Her skin was flushed warm with the memory, and her scalp was tingling.

“We’d have four or five drinks like that. One after the other, and somehow we’d know when it was the last one, and we’d look each other in the eyes before downing it in a single swallow. And then I’d reach across that metal table for his hand, and we’d pull each other to our feet. I’d feel the whiskey burning in my veins, in my throat and stomach, but, you know … it didn’t hurt or make me sick because I knew what was coming. I knew that meant that we were going to the bedroom. It made me excited. By the time he pulled me down onto that beat-up mattress, I was almost panting.

“At first, it was the way it always is when you’re young. I was so hungry for him. Any part of his body. I wanted my mouth on it, or I wanted it in my mouth. Of course, we were drunk. I remember once I was kissing his legs. His thighs, his thick muscles. And then I started kissing his knee. This will sound silly, but he had beautiful knees. And I guess I was trying to—see it with my lips, too, and my tongue. The way the bone was rounded and how if I opened my mouth at its widest I could almost hold it inside. I mean, it was his knee. And then the slope just below that that led to his shin. I followed that with my tongue. And the dimpled spaces on either side. And the filaments of hair there. After a while, I felt his hand on my head, and he said, ‘You okay?’ I probably had been obsessed with his knee for five minutes. But it would be his ears another time. Or the small of his back. Or his rib cage when he lay back naked with his hands behind his head.”

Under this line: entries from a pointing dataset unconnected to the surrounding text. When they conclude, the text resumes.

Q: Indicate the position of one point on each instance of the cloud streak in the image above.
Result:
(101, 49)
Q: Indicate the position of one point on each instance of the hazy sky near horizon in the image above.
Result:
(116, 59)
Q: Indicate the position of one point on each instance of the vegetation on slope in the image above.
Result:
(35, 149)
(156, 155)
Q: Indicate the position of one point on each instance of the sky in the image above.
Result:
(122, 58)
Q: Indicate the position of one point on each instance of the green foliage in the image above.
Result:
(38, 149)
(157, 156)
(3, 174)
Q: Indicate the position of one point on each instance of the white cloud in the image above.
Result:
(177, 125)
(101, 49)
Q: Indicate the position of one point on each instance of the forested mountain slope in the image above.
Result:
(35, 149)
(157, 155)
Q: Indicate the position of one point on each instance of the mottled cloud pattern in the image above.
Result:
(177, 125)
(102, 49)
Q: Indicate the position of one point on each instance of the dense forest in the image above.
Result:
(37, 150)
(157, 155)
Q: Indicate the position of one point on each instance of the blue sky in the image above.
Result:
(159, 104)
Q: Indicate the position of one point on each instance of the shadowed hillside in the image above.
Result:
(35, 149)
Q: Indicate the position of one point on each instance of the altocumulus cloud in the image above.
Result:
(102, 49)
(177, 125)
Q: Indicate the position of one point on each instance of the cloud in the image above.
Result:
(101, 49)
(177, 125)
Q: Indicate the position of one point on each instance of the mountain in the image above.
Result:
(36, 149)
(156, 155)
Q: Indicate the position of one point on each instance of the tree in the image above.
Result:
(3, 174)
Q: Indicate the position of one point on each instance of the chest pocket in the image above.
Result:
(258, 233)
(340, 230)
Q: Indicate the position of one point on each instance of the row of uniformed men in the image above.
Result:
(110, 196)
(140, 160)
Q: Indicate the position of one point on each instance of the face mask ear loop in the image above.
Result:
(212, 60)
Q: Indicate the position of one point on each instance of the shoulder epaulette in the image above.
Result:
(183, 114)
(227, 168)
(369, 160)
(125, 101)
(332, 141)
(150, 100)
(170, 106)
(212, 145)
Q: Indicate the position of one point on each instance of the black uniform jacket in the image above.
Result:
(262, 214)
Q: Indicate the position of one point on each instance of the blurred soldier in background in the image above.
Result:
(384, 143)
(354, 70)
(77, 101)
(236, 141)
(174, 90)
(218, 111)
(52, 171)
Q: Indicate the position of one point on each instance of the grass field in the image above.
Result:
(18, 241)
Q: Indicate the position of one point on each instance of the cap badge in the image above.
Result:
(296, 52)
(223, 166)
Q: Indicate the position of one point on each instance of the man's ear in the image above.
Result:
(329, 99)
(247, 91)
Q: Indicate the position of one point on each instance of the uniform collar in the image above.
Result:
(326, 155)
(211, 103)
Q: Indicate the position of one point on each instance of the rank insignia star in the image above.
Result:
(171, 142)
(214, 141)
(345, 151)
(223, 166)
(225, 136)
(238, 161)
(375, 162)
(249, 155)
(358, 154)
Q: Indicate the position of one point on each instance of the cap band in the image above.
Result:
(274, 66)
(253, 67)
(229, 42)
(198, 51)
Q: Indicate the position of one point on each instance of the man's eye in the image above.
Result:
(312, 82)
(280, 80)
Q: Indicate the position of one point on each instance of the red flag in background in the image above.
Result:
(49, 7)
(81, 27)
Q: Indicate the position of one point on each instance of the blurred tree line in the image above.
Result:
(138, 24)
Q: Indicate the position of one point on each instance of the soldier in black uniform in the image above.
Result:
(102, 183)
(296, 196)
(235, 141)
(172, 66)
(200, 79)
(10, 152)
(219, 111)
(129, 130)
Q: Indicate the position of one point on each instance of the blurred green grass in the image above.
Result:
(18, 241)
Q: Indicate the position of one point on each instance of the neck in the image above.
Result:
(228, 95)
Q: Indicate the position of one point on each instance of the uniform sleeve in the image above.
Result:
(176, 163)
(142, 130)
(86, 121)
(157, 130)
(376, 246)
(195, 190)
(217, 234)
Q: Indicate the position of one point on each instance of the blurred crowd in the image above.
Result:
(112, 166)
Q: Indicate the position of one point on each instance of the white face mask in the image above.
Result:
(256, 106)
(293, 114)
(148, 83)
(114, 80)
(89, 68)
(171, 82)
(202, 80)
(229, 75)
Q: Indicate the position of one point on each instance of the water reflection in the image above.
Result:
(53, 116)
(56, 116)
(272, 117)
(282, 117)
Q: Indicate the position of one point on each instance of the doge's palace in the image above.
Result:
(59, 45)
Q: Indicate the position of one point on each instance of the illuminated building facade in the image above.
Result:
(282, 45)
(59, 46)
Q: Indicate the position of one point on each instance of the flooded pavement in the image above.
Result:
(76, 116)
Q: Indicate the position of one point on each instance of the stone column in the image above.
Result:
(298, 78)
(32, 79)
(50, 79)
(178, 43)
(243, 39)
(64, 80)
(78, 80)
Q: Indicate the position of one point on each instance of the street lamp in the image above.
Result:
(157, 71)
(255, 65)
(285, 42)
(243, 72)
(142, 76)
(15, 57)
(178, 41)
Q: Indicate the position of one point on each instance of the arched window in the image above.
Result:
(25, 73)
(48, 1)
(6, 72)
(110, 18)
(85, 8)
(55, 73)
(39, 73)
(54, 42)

She heard Genevieve’s steady breathing beside her, but she knew she wasn’t asleep.

“I knew I was troubled. I mean, not because of the sex, or even the drinking. My head wasn’t right, and my mother and father and the doctor said I wasn’t right. They worried that I was depressed, that I was bipolar, that I suffered from schizophrenia. I said stuff like, ‘Look at the schizophrenic world. I’m taking its cues.’ But the thing was, I knew. I knew it. I knew how I always felt the dark half of the world was screaming at my door. And then with Seth’s body—for a while all that mattered was that. I endured the day to get to the table and sit across from him and drink, and then I endured the drinking to get to our bed.”

Genevieve said, “For a while?”

“I’m getting to that. And it went on that way. He was taken with my body as much as I was taken with his. He would linger over my belly. He’d breathe in the scent of it, deep breath after deep breath. He’d lift his fingers to his mouth and get some saliva on the tips, and then he’d rub it into the crease behind my knees. And then he’d kiss those places. And all of this lasted for what seemed like a long time, probably into February. But, you know, even when you’re that young, that level of fascination has to turn into something else. You can’t live in that narrow space, even though I wanted to.

“At that age, I considered myself political. You know, angry at the hypocrisy of the world. There was the war in Afghanistan, and I’d go to protests, but there’d be maybe twenty people at those protests. Mostly older people carrying signs and waving at those who honked their horns in support.”